Roberta comes for a few hours on Saturday mornings to help around the house.  There was not much outstanding for her to do today so she polished the old and tarnished silver-plate cutlery.

Ellie, as always wanting food, on her way back from having fun chasing the water dragons who live in the rock ledge that makes up one side of their triangular flower garden.

We started the day visiting trade shops: aluminium windows, wooden floors then uPVC windows.  We are planning on renovating our humble home next year in readiness for living the next 20 years hoping that we can stay out of "care" for as long as possible.

We have a single storey largely original 1960s weatherboard house on a fairly flat block of land close to a very regular bus route and a very well serviced eclectic (for our region) suburban centre (Dee Why).  The house will shortly need either significant work or demolition (or a much younger and energetic couple) and moving is financially foolish so....

Our experience over the last few years with parents moving, aging and, as is inevitable, dying (only one so far) has made us determined to stay at home for as long as possible.  I'm guessing that Australia's not alone in having an aged care system in tatters.  We live in a country that is reluctant to pay taxes but then shouts from the rooftops about how crappy care is.  There is significant mismanagement and waste, of course, but it's come about from years of neglect.  Roberta, and others, come to help Mum and Dad as part of an "advance care" government package - the care system works when you now how to use it (which my Dad does) it just takes years to get on to the train.

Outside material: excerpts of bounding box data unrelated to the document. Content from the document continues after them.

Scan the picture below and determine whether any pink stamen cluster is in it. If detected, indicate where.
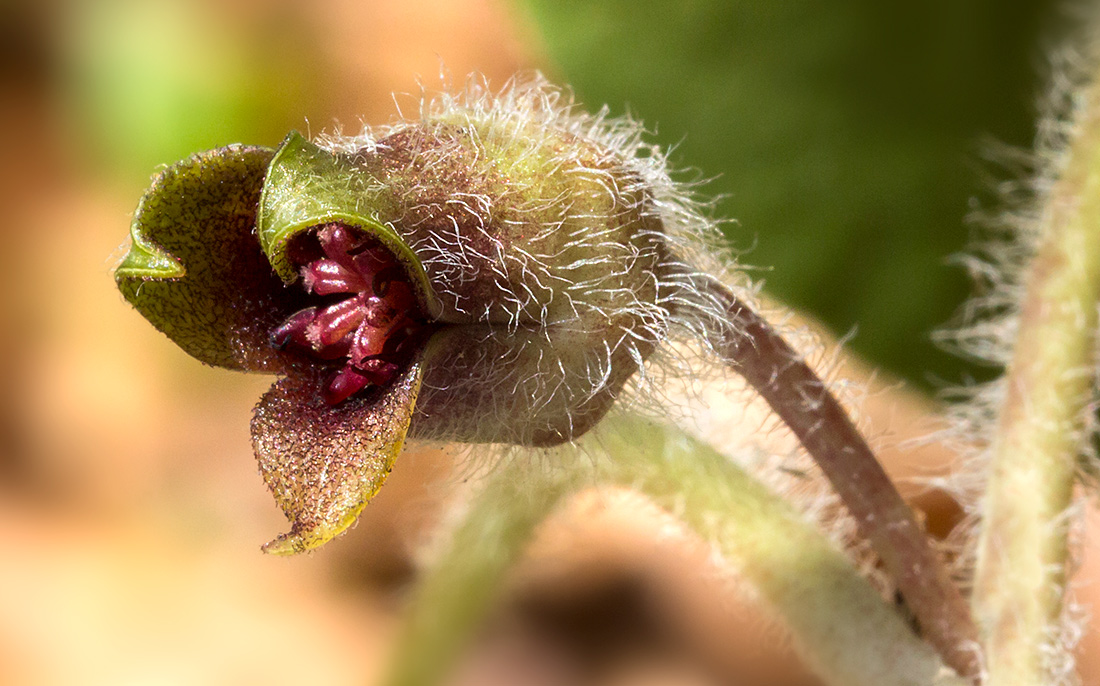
[272,224,425,405]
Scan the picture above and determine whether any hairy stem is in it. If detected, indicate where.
[386,417,954,686]
[974,72,1100,686]
[695,281,980,679]
[383,460,580,686]
[597,418,963,686]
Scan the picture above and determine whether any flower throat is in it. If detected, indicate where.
[272,224,428,405]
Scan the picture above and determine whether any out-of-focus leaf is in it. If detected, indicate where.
[520,0,1053,383]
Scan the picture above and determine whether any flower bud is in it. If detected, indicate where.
[116,80,675,552]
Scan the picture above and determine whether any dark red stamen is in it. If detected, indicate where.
[272,224,426,405]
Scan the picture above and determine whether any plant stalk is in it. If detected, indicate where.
[384,417,958,686]
[710,281,980,681]
[974,73,1100,686]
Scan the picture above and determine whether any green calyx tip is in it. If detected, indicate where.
[256,131,441,314]
[114,227,187,281]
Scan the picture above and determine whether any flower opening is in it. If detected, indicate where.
[271,223,428,405]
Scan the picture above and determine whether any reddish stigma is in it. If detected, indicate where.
[272,224,426,405]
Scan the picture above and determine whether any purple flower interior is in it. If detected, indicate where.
[272,224,428,405]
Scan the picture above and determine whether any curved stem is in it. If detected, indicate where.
[705,279,980,679]
[385,417,956,686]
[974,70,1100,686]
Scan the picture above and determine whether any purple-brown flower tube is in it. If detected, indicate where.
[116,84,974,673]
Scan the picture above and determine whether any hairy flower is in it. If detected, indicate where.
[116,81,723,553]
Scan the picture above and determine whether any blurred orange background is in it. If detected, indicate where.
[0,0,1096,685]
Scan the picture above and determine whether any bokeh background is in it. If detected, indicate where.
[0,0,1093,684]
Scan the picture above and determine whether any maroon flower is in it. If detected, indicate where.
[116,81,684,554]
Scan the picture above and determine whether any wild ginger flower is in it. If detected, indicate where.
[116,81,721,553]
[116,80,978,674]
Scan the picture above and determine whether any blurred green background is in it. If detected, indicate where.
[0,0,1100,686]
[525,0,1054,388]
[38,0,1055,389]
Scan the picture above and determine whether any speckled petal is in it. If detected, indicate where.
[252,359,422,555]
[114,145,303,372]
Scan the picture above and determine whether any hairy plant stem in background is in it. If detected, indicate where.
[711,283,980,679]
[386,417,956,686]
[383,461,580,686]
[974,72,1100,686]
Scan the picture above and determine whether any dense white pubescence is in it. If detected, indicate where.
[320,76,754,448]
[928,37,1100,686]
[322,77,892,584]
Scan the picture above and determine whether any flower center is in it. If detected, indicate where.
[272,224,427,405]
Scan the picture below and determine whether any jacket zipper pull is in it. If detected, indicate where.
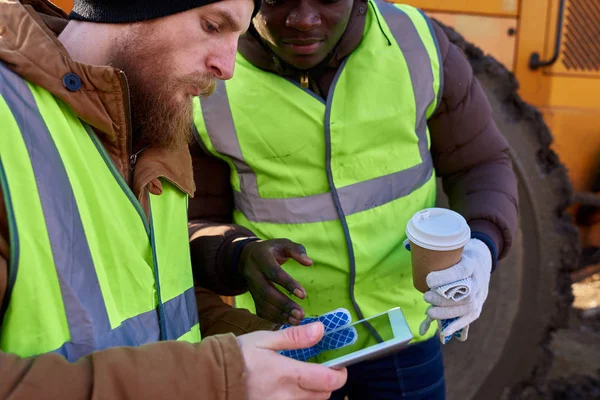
[300,72,308,89]
[129,153,137,172]
[129,146,150,172]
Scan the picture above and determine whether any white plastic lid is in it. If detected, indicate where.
[406,208,471,251]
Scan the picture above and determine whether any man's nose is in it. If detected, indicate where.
[285,1,321,31]
[208,38,238,80]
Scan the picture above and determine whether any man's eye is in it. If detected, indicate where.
[202,20,218,33]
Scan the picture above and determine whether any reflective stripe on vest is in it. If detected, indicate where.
[200,1,442,224]
[0,64,200,361]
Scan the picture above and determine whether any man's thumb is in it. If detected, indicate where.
[260,322,325,350]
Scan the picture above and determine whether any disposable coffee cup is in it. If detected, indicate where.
[406,208,471,293]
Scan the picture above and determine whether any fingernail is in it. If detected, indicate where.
[306,324,321,340]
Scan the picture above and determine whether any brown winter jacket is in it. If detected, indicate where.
[0,0,273,400]
[189,0,518,295]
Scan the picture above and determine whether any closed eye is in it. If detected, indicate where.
[202,19,219,33]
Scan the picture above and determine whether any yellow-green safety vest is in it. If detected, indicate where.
[0,63,200,361]
[195,1,442,359]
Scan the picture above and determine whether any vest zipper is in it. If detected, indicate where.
[324,58,383,343]
[300,72,309,89]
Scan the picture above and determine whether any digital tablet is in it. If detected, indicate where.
[322,307,413,368]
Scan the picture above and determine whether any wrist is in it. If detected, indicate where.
[471,232,498,273]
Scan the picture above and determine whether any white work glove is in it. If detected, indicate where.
[419,239,492,343]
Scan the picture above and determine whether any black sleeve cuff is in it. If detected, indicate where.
[471,232,498,272]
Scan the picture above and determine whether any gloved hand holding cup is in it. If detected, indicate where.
[405,208,471,343]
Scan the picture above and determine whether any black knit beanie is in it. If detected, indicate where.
[69,0,261,24]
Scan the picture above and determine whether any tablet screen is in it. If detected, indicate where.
[318,308,412,368]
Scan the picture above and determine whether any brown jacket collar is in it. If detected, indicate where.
[0,0,195,198]
[239,0,369,76]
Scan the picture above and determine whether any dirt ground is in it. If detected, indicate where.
[545,274,600,400]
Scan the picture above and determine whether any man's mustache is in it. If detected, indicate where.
[177,73,217,97]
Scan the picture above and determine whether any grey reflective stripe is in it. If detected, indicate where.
[200,79,258,196]
[0,64,110,348]
[163,287,198,340]
[0,63,198,361]
[376,1,436,160]
[201,1,436,224]
[54,288,198,362]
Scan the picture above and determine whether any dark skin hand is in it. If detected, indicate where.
[240,239,312,325]
[253,0,354,70]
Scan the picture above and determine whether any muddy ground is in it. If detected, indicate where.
[536,274,600,400]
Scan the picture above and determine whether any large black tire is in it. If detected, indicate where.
[436,21,580,400]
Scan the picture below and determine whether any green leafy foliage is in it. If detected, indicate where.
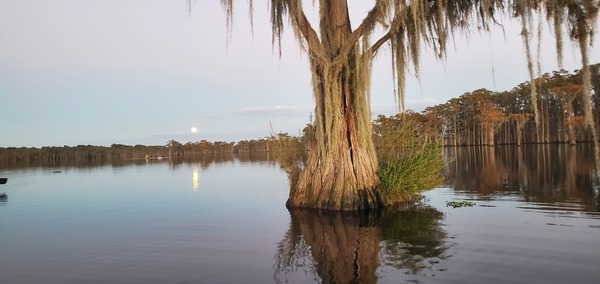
[373,113,444,205]
[446,201,475,208]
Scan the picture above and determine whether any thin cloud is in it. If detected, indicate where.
[238,106,310,115]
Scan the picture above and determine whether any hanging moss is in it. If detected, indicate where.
[203,0,600,210]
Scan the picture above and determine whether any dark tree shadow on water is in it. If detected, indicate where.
[274,205,447,283]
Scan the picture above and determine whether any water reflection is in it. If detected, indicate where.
[274,205,447,283]
[444,144,600,212]
[0,152,276,171]
[192,167,200,191]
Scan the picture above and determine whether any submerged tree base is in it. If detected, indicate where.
[272,116,444,211]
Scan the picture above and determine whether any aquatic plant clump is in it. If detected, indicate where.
[446,201,475,208]
[378,142,444,205]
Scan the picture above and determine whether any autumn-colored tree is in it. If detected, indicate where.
[195,0,599,210]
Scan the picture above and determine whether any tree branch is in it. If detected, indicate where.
[289,0,326,60]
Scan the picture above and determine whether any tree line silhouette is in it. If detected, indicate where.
[0,64,600,163]
[409,64,600,146]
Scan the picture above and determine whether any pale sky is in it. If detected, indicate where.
[0,0,600,147]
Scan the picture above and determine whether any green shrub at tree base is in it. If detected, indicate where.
[378,141,444,204]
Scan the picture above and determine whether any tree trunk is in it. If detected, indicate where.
[286,0,384,210]
[287,64,383,210]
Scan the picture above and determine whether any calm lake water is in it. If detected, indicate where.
[0,148,600,283]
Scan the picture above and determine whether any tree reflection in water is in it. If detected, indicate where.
[274,205,447,283]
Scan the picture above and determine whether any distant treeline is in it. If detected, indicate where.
[0,138,270,163]
[0,64,600,163]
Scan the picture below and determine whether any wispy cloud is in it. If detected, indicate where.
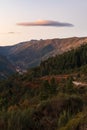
[0,32,19,35]
[17,20,74,27]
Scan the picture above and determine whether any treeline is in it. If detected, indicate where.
[28,44,87,79]
[40,45,87,75]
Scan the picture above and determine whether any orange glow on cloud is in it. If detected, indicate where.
[17,20,73,27]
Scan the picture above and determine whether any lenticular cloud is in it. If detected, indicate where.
[17,20,73,27]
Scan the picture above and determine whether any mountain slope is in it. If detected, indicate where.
[0,37,87,69]
[0,55,16,78]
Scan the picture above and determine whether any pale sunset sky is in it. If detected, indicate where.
[0,0,87,46]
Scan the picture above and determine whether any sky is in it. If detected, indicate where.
[0,0,87,46]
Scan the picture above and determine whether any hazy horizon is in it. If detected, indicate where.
[0,0,87,46]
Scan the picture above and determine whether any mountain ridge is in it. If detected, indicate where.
[0,37,87,69]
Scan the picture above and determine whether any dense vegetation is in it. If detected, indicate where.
[0,45,87,130]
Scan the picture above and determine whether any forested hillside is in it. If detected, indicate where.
[0,45,87,130]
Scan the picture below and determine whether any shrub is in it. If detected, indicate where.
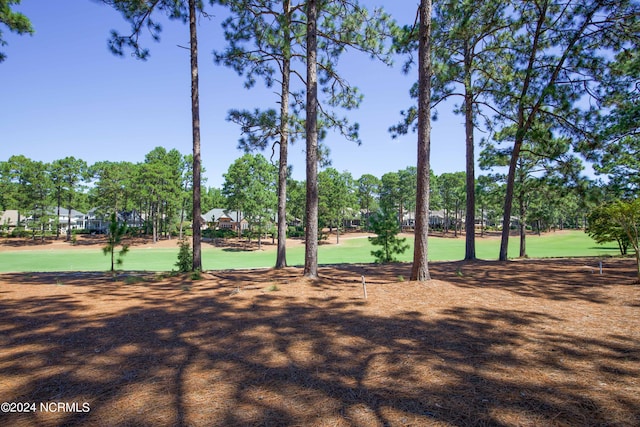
[175,239,193,273]
[369,211,409,264]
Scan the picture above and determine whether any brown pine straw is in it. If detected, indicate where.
[0,259,640,426]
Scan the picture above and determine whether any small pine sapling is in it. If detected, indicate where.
[102,213,129,271]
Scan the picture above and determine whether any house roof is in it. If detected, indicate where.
[202,208,244,222]
[48,207,86,218]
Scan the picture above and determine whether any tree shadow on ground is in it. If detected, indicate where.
[0,273,640,426]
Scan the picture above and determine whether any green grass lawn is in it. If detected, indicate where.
[0,231,619,272]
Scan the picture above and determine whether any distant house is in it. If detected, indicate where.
[84,208,145,233]
[202,208,249,231]
[49,208,87,233]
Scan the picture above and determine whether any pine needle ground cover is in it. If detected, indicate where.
[0,258,640,427]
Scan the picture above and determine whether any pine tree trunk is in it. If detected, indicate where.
[498,140,522,261]
[411,0,432,281]
[304,0,318,279]
[276,0,291,268]
[464,42,476,261]
[189,0,202,271]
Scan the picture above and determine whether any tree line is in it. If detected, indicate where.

Anyway, face reality, it is what it is and we're getting closer to needing those services so we're equipping ourselves as best as we can.

We have limited resources but we can still work and are so so much better off than many others and, of course, better off than most of the world.

Blessed.

And as it's turned out, I've discovered "passive housing" in the last few weeks which is not big in Australia (mainly because we have a mild, not cold, climate for the most part) but I'm starting to see that the principles hold true for any climate - they just need tweaking.  Bottom line, spending a little more money now while we have the chance will not only save significant sums in the short and long term, it will also make our lives more comfortable (in my case, less humid inside without using much energy).  We will certainly not be building a certified "passivhaus" and we will still live often with windows and doors open, but for the times when it gets really sticky (in the evenings, in the height of summer and winter) we should be able to be very comfortable without using much energy.